Bee Identification



How To Master Bee Identification

The family of bees and wasps is a large one indeed, as top scientists of bee identification  at the American Museum of Natural Resources has recently released a compilation of 19,200 species of bee known to man. This number exceeds the number of both mammal and bird species combined to date, and attests to the importance of bees in balancing the ecological flow of our earth.

Wasps and bees have three distinct body parts; the head, the thorax, and the abdomen. They also have two sets of wings, though the secondary wings are notably smaller and harder to see, especially in bees when they are at rest. Hornets are simply a strain of large wasps, and can easily range in size from 1 to 1 5/6th  inches in length. As bee identification can be confusing, and for good reason, there a few rules of thumb that one can follow to help with control and protection.

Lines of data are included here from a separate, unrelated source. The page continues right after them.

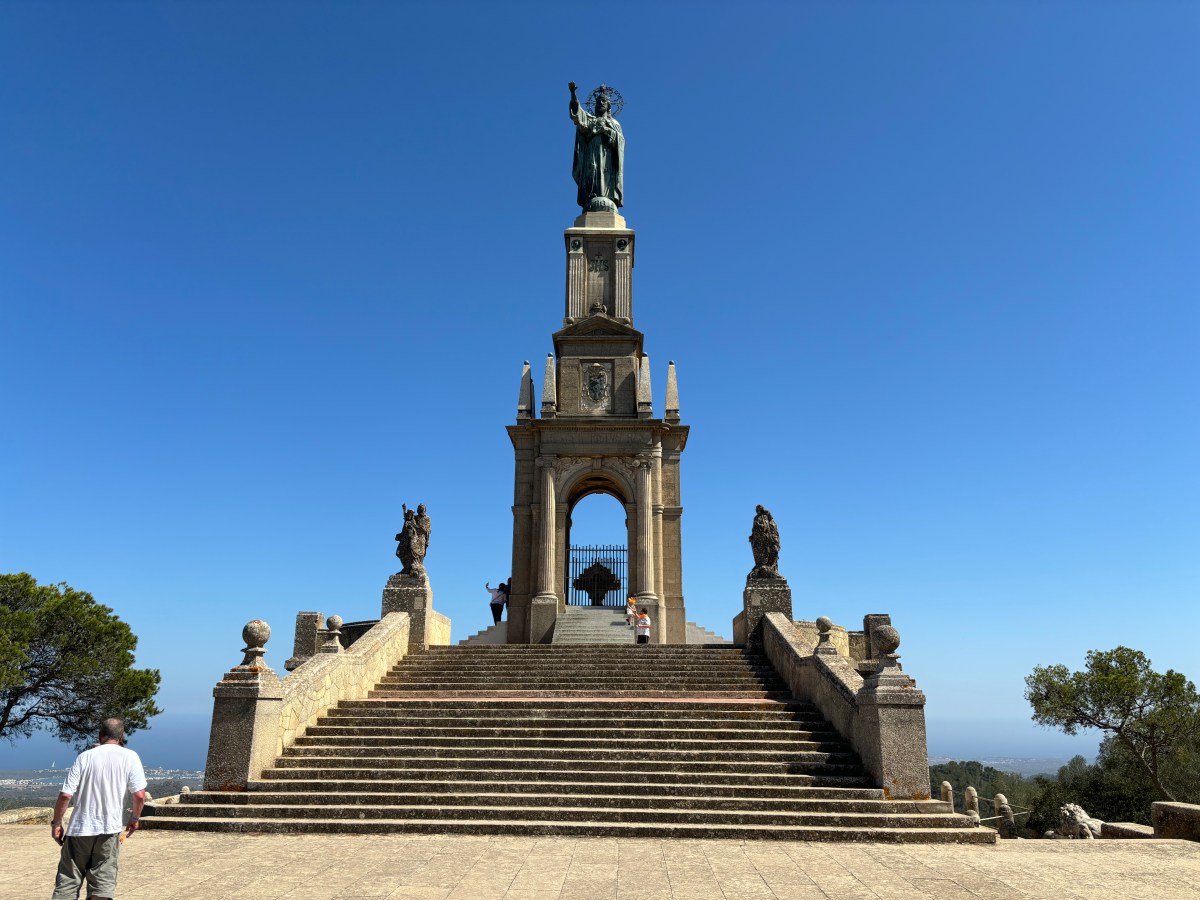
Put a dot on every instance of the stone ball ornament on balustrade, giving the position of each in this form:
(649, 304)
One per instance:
(256, 633)
(885, 639)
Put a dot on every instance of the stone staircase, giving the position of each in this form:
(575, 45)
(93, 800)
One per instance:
(592, 624)
(621, 741)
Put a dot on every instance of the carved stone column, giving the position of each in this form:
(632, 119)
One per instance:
(544, 611)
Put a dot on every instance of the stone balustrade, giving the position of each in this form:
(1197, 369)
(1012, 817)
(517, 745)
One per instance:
(882, 714)
(256, 714)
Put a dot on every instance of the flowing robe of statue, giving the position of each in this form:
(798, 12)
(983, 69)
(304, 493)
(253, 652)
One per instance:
(405, 546)
(420, 541)
(765, 545)
(599, 162)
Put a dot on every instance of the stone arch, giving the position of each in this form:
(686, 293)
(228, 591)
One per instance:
(582, 478)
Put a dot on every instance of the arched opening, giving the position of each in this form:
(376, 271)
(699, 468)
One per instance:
(598, 547)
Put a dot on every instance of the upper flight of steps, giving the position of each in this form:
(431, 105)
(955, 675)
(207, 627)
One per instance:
(592, 624)
(622, 741)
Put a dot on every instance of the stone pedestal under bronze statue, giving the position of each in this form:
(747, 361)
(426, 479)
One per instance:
(597, 433)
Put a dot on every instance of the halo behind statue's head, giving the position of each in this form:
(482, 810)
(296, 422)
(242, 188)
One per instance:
(616, 102)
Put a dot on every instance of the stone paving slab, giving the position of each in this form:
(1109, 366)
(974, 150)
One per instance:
(180, 865)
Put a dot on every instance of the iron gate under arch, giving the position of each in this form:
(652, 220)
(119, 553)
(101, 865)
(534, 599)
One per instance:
(598, 575)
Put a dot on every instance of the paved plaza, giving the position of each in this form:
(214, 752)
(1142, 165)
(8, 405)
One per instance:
(178, 865)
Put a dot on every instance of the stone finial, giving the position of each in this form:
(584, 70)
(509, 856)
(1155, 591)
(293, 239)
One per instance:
(671, 411)
(971, 803)
(645, 399)
(885, 640)
(525, 397)
(825, 641)
(256, 634)
(333, 642)
(1007, 825)
(550, 389)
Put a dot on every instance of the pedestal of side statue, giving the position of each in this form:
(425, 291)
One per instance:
(761, 595)
(411, 594)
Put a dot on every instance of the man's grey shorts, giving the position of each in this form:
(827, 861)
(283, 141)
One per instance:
(91, 858)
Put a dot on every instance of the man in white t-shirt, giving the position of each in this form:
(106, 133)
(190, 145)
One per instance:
(643, 627)
(91, 844)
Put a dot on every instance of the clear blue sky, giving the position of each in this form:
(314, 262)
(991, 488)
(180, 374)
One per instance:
(928, 271)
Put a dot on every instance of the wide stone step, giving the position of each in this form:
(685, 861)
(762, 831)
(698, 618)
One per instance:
(549, 828)
(545, 649)
(611, 720)
(582, 751)
(634, 664)
(485, 798)
(543, 745)
(568, 775)
(582, 814)
(791, 795)
(443, 762)
(588, 731)
(412, 693)
(613, 679)
(551, 709)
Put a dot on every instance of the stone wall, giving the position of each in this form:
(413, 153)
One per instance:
(1176, 821)
(327, 678)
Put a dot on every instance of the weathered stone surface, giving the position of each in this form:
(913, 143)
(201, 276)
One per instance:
(882, 715)
(1180, 821)
(523, 867)
(1126, 831)
(305, 641)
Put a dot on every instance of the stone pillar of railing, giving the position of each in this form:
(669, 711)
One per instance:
(647, 597)
(245, 717)
(306, 642)
(544, 604)
(892, 720)
(971, 804)
(948, 795)
(333, 642)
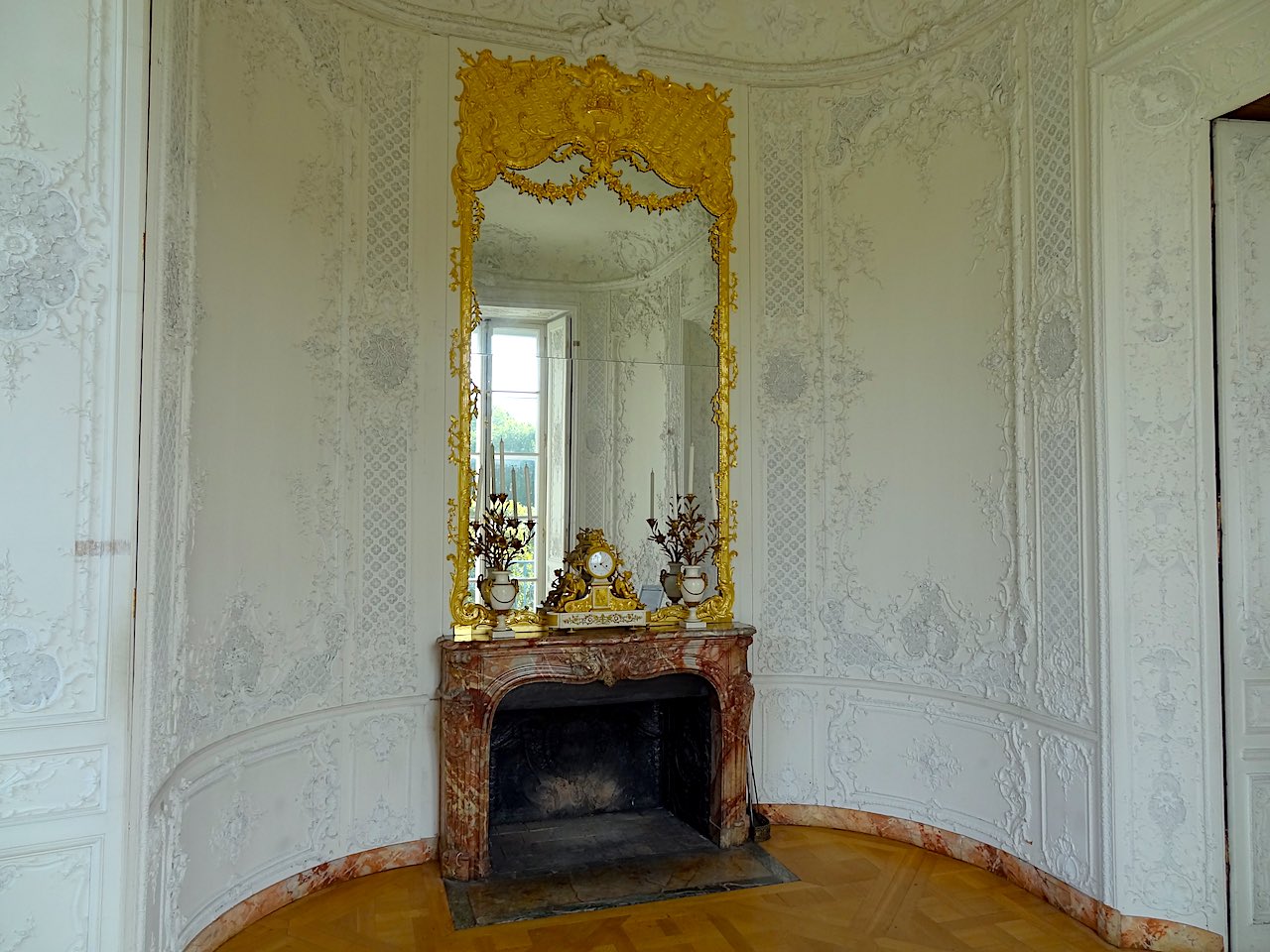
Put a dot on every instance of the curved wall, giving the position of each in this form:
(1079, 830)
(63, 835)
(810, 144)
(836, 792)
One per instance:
(920, 515)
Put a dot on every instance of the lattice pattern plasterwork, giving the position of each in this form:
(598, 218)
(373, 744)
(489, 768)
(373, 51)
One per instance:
(922, 636)
(1055, 321)
(785, 388)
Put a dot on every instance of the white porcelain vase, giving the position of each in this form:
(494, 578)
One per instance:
(671, 581)
(500, 590)
(693, 588)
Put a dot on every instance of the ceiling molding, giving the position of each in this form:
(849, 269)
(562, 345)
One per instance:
(549, 41)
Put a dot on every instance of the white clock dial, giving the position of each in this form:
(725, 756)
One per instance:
(599, 563)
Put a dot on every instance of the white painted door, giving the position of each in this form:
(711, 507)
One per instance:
(71, 164)
(1242, 175)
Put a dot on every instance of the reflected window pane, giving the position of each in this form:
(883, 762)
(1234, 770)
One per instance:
(516, 362)
(515, 420)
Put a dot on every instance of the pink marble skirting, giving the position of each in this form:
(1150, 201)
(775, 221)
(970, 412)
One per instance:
(272, 897)
(1123, 930)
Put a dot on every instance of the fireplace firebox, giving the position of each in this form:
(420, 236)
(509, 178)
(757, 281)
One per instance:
(563, 726)
(563, 751)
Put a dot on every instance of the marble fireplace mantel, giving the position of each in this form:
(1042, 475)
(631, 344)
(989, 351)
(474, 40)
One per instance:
(477, 675)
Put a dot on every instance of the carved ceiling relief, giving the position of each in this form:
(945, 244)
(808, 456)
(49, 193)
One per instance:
(763, 32)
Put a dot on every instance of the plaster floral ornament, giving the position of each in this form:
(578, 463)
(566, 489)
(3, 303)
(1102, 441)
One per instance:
(41, 252)
(30, 679)
(1162, 96)
(934, 762)
(385, 361)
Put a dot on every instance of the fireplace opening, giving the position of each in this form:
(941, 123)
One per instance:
(588, 774)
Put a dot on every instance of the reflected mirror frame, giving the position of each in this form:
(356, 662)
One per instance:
(515, 114)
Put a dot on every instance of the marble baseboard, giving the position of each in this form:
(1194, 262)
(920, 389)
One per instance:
(272, 897)
(1133, 932)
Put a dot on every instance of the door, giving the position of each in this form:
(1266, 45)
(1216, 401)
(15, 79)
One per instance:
(1241, 155)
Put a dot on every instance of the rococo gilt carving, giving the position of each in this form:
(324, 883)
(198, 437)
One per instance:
(597, 122)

The honeybee’s color is very close to that of the honey he harvests, and their hives can be massive in size. Colonies have been known to take over hollow trees and to completely consume large stumps. Though these bees are a relatively peaceful and amiable species when in the wild, who would just as soon flee as to fight, they can be riled to the point of aggression when attacked or threatened as a whole. The honeybee is the only species whose death is certain after stinging a human. The barbs of the stinger penetrate the soft flesh, and will pull out of the bees abdomen afterwards, leaving a mortal rupture.

Bee identification gets a bit more detailed hereafter, as both bees and wasps can have shiny exoskeletons. Wasps can must easily be identified by their sleek and slender build, and the wings tend to be a bit longer and more streamlined as well. Wasps are most generally carnivorous, feeding on pests, parasites, grasshoppers, and crickets, whereas the bee is an herbivore.

Hornets are carnivorous as well, and are known to be ruthlessly aggressive when bothered close to their home turf. Bald-faced hornets are the most common species in North America, and can be confused easily with the yellow-jacket, which is a wasp as well. Hornets tend to build their nests in an aerial location, and usually defend their privacy. The plus side to this is that you will rarely have a hornets nest built close to your house. The down side is that he reserves the right to remind you that he’s around should you venture too close to his territory.